Monday, October 6, 2008

A Tale of Two Parties

Recently I was invited to attend two 40th birthday parties on the same night. Having celebrated a 40th birthday myself, I didn’t want to miss either event—so I double-booked. People need all the support they can get when they hit 40.

The first party was being hosted by a guy who had found much success in Charlotte. He lived in a gated community in a beautiful home. The party was being catered and he’d hired a DJ and a bartender to mix drinks. As we arrived at the house, my friend mentioned that we were NOT supposed to talk about anything “gay” once we got inside. Since this person was one of the most obviously gay men I could think of (and he had personally hit on me one night—confirming what I already knew), I assumed my friend was kidding. He assured me he was serious. This man was not openly gay.

We entered the party and were greeted by our host. He gave us a quick tour of his home, calling our attention to his walk-in closet with designer suits and hand-made scarves from Scotland (!), his master bedroom with the canopy bed (!!), and the dessert table loaded with pastries that he had made himself after finishing his Pastry Cooking Class (!!!). Each announcement was met with stifled praise and sidelong glances. It was like fireworks were going off and nobody would admit it was the Fourth of July.

The most uncomfortable moment came when someone suggested they have a Roast for the birthday boy. When volunteers were asked to step forward and tell stories, nobody would do it. Nobody seemed to know what was safe to tease him about. After an uncomfortable silence, the DJ mercifully started the music again and people just turned back to their conversations. My friend & I decided that was a good time to leave.

The second party was being hosted by a lesbian friend of ours and her partner. She was a poetess who had worked as a sign language interpreter to put her girlfriend through Culinary School. Now that her girlfriend was working, she was paying for the poetess to go back to school. Money was very tight, but what they lacked in financial support was more than compensated for with emotional support. There were no caterers, DJs or bartenders at the party. In honor of the poetess’ 40th birthday, there was a big washtub with 40 ounce beers on ice.

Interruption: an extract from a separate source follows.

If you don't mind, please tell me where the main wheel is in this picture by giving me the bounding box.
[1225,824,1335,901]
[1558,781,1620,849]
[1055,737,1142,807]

Music was provided by a mix tape made by one of their friends. The place was packed, though, and everyone was laughing. Their tiny house was filled to capacity so the party had spilled out into the back yard. Young, old, gay, straight, black, white, latino, abled & disabled attendees were there to toast their friend. It was a perfect celebration.

I’m sure as you’re reading this, you are thinking that this is YET ANOTHER plea for people to come out of the closet and pursue their own happiness. That’s definitely part of it. The lesson I took away from this evening, though, expands upon that idea. The choices you make as an individual are going to affect the people around you. If people are truly your friends, they will want you to be happy. If you aren’t able to name that happiness and your desire to pursue it, then how can your friends support you? You have to pick up that baton and lead your friends in the parade. When you aren’t true to yourself, you not only screw up your own life—you ruin the party for everyone else.